The 1974 movie Gaspar Noé is surprisingly obsessed with: “Could watch it seven consecutive days”
When Gaspar Noé made his 2018 film Climax, an intoxicating drug-fuelled journey into pure human horror channelled through dance, you’d probably assume his primary inspiration to be something like Dario Argento’s Suspiria.
The classic Italian horror film is, of course, much more rooted in the supernatural, whereas the scariest thing about Climax is how quickly humans turn their backs on one another in times of crisis; still, the influence was certainly there, bright colours and all.
More unexpectedly, however, is the influence of a movie that you wouldn’t expect someone like the arthouse master to enjoy, and yet, as a child, he became obsessed with a certain disaster film that stuck with him as he got older, leading him to draw from it to make Climax.
In this case, it was The Towering Inferno, the Irwin Allen-produced, star-studded epic that helped pave the way for future action-packed blockbusters, which really did it for Noé. You can’t imagine the Argentinian-born filmmaker ever making a movie that looks like The Towering Inferno, but the film’s quest to save its party-guests as a fire spreads through the skyscraper clearly sparked something in his mind.
“This movie [Climax], on the other hand, really reminds me of catastrophe movies, like The Towering Inferno,” the filmmaker told Roger Ebert. “I remember The Towering Inferno when it came out, I was probably ten years old, but I could watch it seven consecutive days in the week. I would go and watch it over and over and over.”
The film was a huge hit upon its release in 1974, winning several Academy Awards, such as ‘Best Cinematography’. With its stacked cast, which included the likes of Fred Astaire, Faye Dunaway, Steve McQueen, and Paul Newman, the movie could hardly go unnoticed, and while it risked becoming a bit of throwaway Hollywood drama, John Guillermin’s film managed to succeed.
There was genuine tension as the audience was left on the edge of their seats, waiting to discover which of these major Hollywood stars would survive the fire. As far as disaster movies go, The Towering Inferno stands as one of the most genuinely suspenseful and one of the better entries into a genre that soon went downhill.

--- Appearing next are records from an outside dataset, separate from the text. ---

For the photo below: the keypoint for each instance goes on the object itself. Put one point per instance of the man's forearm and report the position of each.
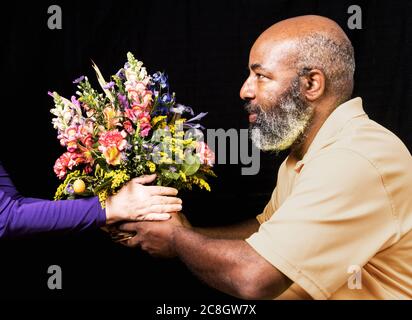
(238, 231)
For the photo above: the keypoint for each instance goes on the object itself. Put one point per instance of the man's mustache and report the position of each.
(253, 108)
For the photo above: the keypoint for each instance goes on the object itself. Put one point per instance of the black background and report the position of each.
(204, 47)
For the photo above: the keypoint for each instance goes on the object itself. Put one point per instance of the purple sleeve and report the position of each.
(23, 216)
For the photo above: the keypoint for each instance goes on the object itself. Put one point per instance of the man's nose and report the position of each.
(247, 92)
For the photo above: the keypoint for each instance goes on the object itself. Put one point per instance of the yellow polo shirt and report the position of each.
(339, 221)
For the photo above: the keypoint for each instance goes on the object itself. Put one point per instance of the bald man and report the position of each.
(338, 225)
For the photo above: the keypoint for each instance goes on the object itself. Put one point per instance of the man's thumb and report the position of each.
(145, 179)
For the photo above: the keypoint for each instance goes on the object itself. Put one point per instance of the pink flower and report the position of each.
(144, 123)
(67, 160)
(127, 125)
(111, 145)
(130, 114)
(206, 155)
(60, 167)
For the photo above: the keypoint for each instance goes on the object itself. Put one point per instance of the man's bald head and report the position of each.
(314, 42)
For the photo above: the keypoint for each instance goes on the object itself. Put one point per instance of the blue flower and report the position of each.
(78, 80)
(109, 85)
(160, 78)
(167, 98)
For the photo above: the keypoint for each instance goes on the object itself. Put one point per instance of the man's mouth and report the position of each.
(252, 117)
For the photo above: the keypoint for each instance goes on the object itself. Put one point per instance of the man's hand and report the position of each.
(155, 238)
(136, 202)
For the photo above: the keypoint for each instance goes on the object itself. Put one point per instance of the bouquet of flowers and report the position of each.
(133, 127)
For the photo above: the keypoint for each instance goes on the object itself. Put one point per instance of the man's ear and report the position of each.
(313, 84)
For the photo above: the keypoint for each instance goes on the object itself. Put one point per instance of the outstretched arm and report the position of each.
(231, 266)
(24, 216)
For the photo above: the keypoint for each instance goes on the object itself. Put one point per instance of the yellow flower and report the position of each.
(151, 166)
(156, 119)
(79, 186)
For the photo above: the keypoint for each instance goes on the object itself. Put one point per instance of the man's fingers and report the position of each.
(162, 191)
(144, 179)
(133, 242)
(165, 208)
(128, 226)
(165, 200)
(154, 217)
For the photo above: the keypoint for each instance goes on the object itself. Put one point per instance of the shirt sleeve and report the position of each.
(270, 208)
(338, 215)
(21, 216)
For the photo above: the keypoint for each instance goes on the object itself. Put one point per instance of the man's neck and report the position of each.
(321, 113)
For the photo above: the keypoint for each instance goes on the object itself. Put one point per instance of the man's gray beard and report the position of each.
(284, 122)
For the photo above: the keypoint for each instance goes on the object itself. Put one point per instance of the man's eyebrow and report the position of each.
(255, 66)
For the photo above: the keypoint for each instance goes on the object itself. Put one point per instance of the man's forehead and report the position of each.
(268, 53)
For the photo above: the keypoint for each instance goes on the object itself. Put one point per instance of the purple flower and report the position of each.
(123, 100)
(69, 188)
(75, 101)
(121, 74)
(109, 85)
(78, 80)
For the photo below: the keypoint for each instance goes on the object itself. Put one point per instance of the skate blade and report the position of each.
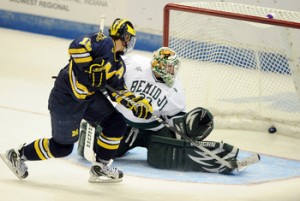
(103, 179)
(246, 162)
(7, 162)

The spectacle of watching such an intense disaster unfold from the comfort of the movie theatre never got old for Noé, even though he knew how the movie ended, who was going to make it out alive. “But yeah, in those big American movies, it was always the nice people who would survive at the end, besides one, and the cruel people who would die at the end,” he added.

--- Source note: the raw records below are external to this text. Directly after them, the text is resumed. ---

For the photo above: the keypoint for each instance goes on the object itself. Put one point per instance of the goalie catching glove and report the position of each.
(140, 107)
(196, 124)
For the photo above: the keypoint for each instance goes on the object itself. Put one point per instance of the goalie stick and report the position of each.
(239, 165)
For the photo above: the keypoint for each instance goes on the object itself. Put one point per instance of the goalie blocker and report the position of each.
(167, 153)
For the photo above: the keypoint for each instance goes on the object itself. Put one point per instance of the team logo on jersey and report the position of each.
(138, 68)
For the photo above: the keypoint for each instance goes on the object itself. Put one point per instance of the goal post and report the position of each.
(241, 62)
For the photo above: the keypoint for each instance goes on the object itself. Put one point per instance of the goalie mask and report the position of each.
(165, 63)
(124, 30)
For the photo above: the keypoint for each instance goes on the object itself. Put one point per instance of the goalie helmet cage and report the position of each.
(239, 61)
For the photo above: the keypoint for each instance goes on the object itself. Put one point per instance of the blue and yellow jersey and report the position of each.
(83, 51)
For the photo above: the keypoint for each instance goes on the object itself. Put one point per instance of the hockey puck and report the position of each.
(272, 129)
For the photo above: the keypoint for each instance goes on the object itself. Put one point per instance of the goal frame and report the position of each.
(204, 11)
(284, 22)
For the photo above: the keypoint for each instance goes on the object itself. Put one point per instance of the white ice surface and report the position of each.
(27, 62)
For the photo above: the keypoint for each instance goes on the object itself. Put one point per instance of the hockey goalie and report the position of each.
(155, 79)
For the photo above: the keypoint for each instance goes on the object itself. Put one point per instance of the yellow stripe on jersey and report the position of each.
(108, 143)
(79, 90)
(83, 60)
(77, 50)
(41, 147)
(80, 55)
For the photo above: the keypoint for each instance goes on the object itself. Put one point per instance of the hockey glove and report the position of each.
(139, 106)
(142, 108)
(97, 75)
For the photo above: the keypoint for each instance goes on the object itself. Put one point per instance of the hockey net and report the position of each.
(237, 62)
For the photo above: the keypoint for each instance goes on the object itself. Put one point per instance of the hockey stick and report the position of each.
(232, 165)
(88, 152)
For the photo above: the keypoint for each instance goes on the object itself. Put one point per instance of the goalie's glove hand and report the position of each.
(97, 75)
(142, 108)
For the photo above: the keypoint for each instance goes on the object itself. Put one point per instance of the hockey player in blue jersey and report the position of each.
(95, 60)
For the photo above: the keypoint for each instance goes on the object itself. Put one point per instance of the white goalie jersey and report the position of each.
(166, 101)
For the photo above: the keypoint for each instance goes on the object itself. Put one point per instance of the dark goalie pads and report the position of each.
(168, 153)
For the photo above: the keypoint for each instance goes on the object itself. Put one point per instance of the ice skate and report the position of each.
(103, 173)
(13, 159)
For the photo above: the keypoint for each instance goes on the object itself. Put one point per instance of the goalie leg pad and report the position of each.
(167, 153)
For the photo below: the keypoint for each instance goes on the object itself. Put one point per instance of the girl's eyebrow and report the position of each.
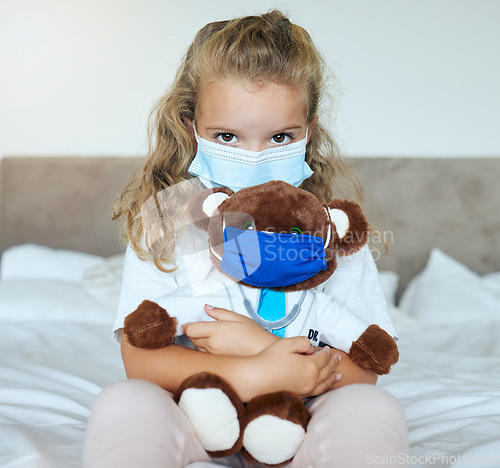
(221, 128)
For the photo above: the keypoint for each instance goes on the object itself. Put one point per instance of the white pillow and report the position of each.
(390, 282)
(37, 261)
(50, 301)
(103, 281)
(448, 292)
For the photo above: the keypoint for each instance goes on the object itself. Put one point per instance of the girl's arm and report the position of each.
(289, 364)
(238, 335)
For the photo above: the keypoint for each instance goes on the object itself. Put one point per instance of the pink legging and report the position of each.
(136, 424)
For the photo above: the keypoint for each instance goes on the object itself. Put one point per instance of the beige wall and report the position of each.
(414, 78)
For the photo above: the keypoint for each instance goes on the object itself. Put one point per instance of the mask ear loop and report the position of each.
(329, 235)
(195, 132)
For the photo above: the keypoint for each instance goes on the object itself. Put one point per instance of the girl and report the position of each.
(248, 85)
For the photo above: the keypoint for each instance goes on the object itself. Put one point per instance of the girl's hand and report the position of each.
(231, 334)
(292, 364)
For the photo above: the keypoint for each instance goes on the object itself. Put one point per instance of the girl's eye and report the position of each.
(281, 138)
(226, 137)
(249, 227)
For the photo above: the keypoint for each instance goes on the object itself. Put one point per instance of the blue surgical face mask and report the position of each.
(266, 259)
(223, 165)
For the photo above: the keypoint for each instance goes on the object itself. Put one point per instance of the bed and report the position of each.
(60, 278)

In Climax, Noé doesn’t conform to this Hollywood formula, though, with the person responsible for spiking the punch with acid walking away scot-free, while the more innocent characters (although they’re all pretty reprehensible), such as the young child, aren’t so lucky. This is as close as the filmmaker will likely ever get to a ‘disaster movie’ in the traditional sense, and it seems like The Towering Inferno’s influence is to thank.